Quality and safety at the point of care: how long should a ward round take?

Roselle Herring 1,, Tejal Desai 1, Gordon Caldwell 1
PMCID: PMC5873793  PMID: 21404777

Abstract

In April 2009 a ‘considerative checklist’ was developed to ensure that all important aspects of care on a team's routine and post-take general internal medicine ward rounds had been addressed and in order to answer the question: How long should a ward round take, when conducted to high standards of quality and safety at the point of care? The checklist has been used on 120 ward rounds: 90 routine ward rounds and 30 post-take ward rounds. Overall, the average time per patient was 12 minutes (10 minutes on routine rounds and 14 minutes on post-take rounds). The considerative checklist has encouraged and enabled documented evidence of high quality and safe medical care, and anecdotally improved team working, communication with patients, and team and patient satisfaction.

Key Words: checklist, medical ward round, patient safety, team working

Introduction

Ward rounds are complex clinical activities where:

  • clinical diagnosis is revised

  • a clinical examination is undertaken

  • decisions about future investigations and treatment options are made

  • discharge plans are formulated

  • written and verbal communication is undertaken.1

These important decisions ultimately influence the outcome of each patient.

NHS consultants frequently have fixed time allocations to undertake their wards rounds, regardless of the number and complexity of patients under their care. How long should it take to complete a ward round to a high standard of quality and safety? To answer this question it is important to know how many patients there are to be seen, what the review process entails and some reasonable indicators of quality. Standard measures of quality of care, such as length of stay, mortality and readmission rate, give no reassurance that a particular ward round has been conducted to high standards of quality and safety. There seem to be no indicators of what constitutes a daily or post-take ward round or any useful parameters of quality and safety ‘at the point of care’. This leaves the profession at the mercy of managers who could insist that ward rounds are carried out swiftly to enhance early discharge of patients, and to free up time to attain other targets.

Background

Worthing Hospital is a district general hospital on the south coast of England. It receives about 10,000 acute general internal medicine admissions a year through the acute medical unit (AMU) and coronary care unit (CCU). There is a separate needs-related geriatrics receiving service. Since August 2009, daytime weekday patients have been the responsibility of the acute physicians. When patients are transferred from the AMU to the medical wards, care is transferred to ward-based teams. GC admits patients one day in seven, and does two routine ward rounds a week. The number of junior doctors on ward rounds can vary substantially, in part due to the introduction of the European Working Time Directive.

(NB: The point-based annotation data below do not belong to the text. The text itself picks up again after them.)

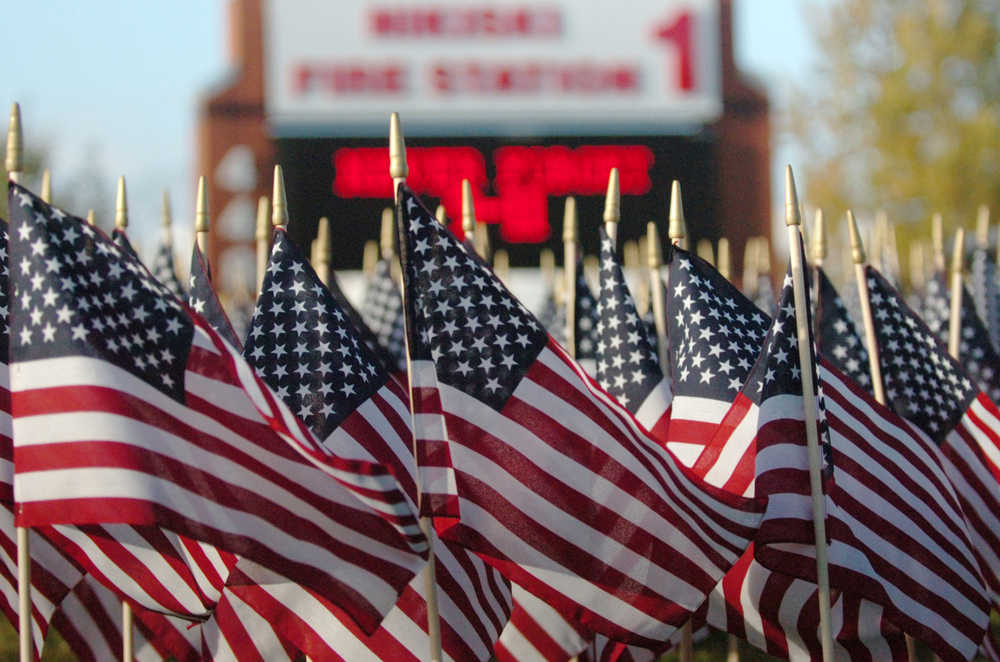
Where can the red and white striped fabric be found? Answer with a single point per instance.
(537, 631)
(473, 602)
(198, 445)
(89, 620)
(529, 463)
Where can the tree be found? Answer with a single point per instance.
(904, 111)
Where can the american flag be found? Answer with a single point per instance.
(627, 364)
(930, 389)
(526, 461)
(383, 313)
(203, 300)
(976, 352)
(896, 533)
(162, 266)
(585, 317)
(128, 409)
(839, 342)
(309, 353)
(715, 335)
(986, 292)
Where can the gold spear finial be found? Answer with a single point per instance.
(792, 214)
(388, 242)
(166, 218)
(201, 207)
(958, 252)
(121, 206)
(613, 199)
(857, 248)
(468, 211)
(705, 251)
(937, 240)
(15, 144)
(398, 169)
(819, 238)
(263, 230)
(569, 220)
(279, 202)
(677, 229)
(983, 227)
(725, 260)
(47, 186)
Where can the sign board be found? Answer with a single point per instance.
(453, 67)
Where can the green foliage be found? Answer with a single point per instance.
(904, 111)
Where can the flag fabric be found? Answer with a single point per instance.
(627, 365)
(838, 338)
(896, 533)
(930, 389)
(986, 292)
(526, 461)
(150, 419)
(162, 266)
(300, 338)
(715, 335)
(383, 312)
(204, 301)
(89, 620)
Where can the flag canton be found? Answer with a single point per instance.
(383, 312)
(778, 371)
(976, 352)
(4, 305)
(715, 333)
(986, 288)
(203, 300)
(627, 366)
(935, 307)
(481, 339)
(76, 293)
(163, 269)
(838, 339)
(304, 346)
(922, 383)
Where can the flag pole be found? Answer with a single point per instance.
(262, 237)
(398, 170)
(874, 360)
(201, 218)
(14, 164)
(570, 248)
(859, 258)
(793, 220)
(955, 320)
(121, 224)
(677, 233)
(612, 207)
(322, 265)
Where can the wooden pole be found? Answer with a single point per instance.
(677, 232)
(955, 320)
(14, 164)
(793, 220)
(201, 226)
(570, 248)
(323, 255)
(398, 170)
(262, 238)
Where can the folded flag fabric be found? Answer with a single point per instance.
(526, 461)
(149, 418)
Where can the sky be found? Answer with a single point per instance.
(111, 88)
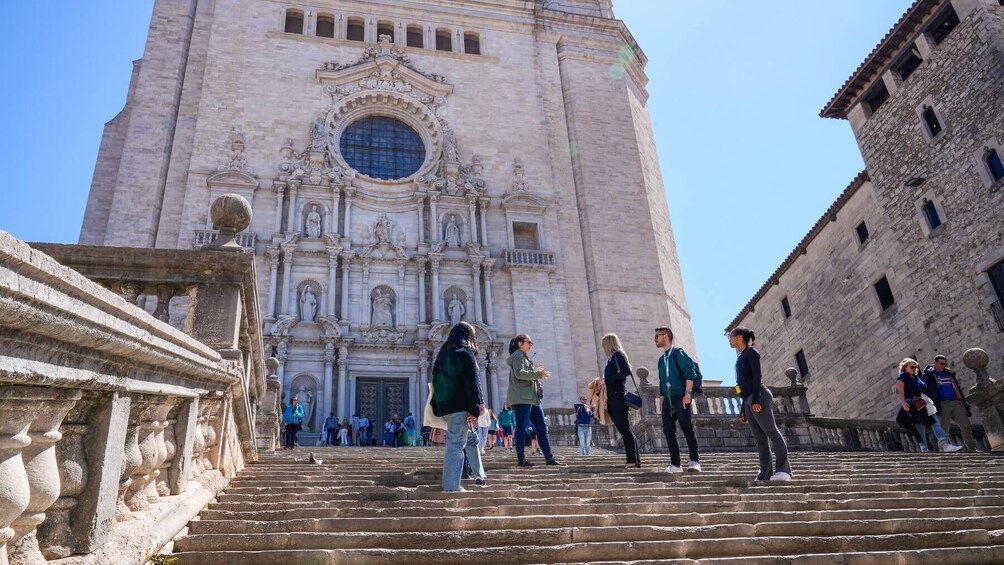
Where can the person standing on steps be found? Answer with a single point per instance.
(758, 407)
(677, 374)
(615, 375)
(457, 398)
(524, 394)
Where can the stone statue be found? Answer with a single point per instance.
(313, 223)
(382, 310)
(452, 232)
(456, 310)
(308, 305)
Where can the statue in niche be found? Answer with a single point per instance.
(455, 309)
(313, 223)
(383, 317)
(452, 232)
(308, 305)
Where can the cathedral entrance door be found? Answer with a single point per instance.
(380, 398)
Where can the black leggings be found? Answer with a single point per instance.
(617, 410)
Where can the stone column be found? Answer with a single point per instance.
(343, 380)
(437, 299)
(332, 279)
(279, 189)
(291, 226)
(421, 262)
(273, 254)
(476, 275)
(489, 306)
(328, 393)
(287, 271)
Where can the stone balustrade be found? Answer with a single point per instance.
(116, 428)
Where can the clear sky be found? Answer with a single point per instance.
(735, 91)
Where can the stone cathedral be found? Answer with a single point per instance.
(410, 165)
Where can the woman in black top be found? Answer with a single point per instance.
(614, 375)
(757, 408)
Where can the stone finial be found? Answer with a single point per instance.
(977, 360)
(792, 375)
(231, 214)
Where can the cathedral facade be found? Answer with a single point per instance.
(410, 166)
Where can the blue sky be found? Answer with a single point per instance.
(735, 91)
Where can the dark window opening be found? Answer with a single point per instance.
(862, 233)
(931, 120)
(325, 26)
(943, 25)
(885, 292)
(383, 148)
(908, 63)
(415, 37)
(931, 213)
(472, 44)
(803, 365)
(294, 22)
(444, 40)
(355, 31)
(876, 96)
(993, 163)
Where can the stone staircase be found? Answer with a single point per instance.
(385, 506)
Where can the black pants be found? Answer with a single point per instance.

During this period a bespoke ward round trolley was built to carry the notes, stationery and examination equipment, and to provide a large writing area. This also facilitated team and ‘just in time’ working and reduced non-productive walking time on rounds.

Development of the considerative checklist

GC has conducted ‘instant team assessments of performance’ since November 2004. One of the pages of the proforma allows for a member of the team to assess the ward round leader (Box 1). Over the years GC has used this process to assess the performance of specialist registrars (SpR). In April 2009, the foundation year (FY)1 asked to lead the routine consultant ward round. She performed very well, but expressed concern as to whether she had ‘done it all’. This prompted the team to develop a ward round checklist which could serve as an important tool for ensuring and improving overall standards of patient care.2 The World Health Organization has already recognised the potential of checklists with the introduction of the surgical safety checklist to reduce morbidity and mortality.3

Box 1. The ward round team. Doctors may be absent due to nights shifts, annual/study leave or rest days.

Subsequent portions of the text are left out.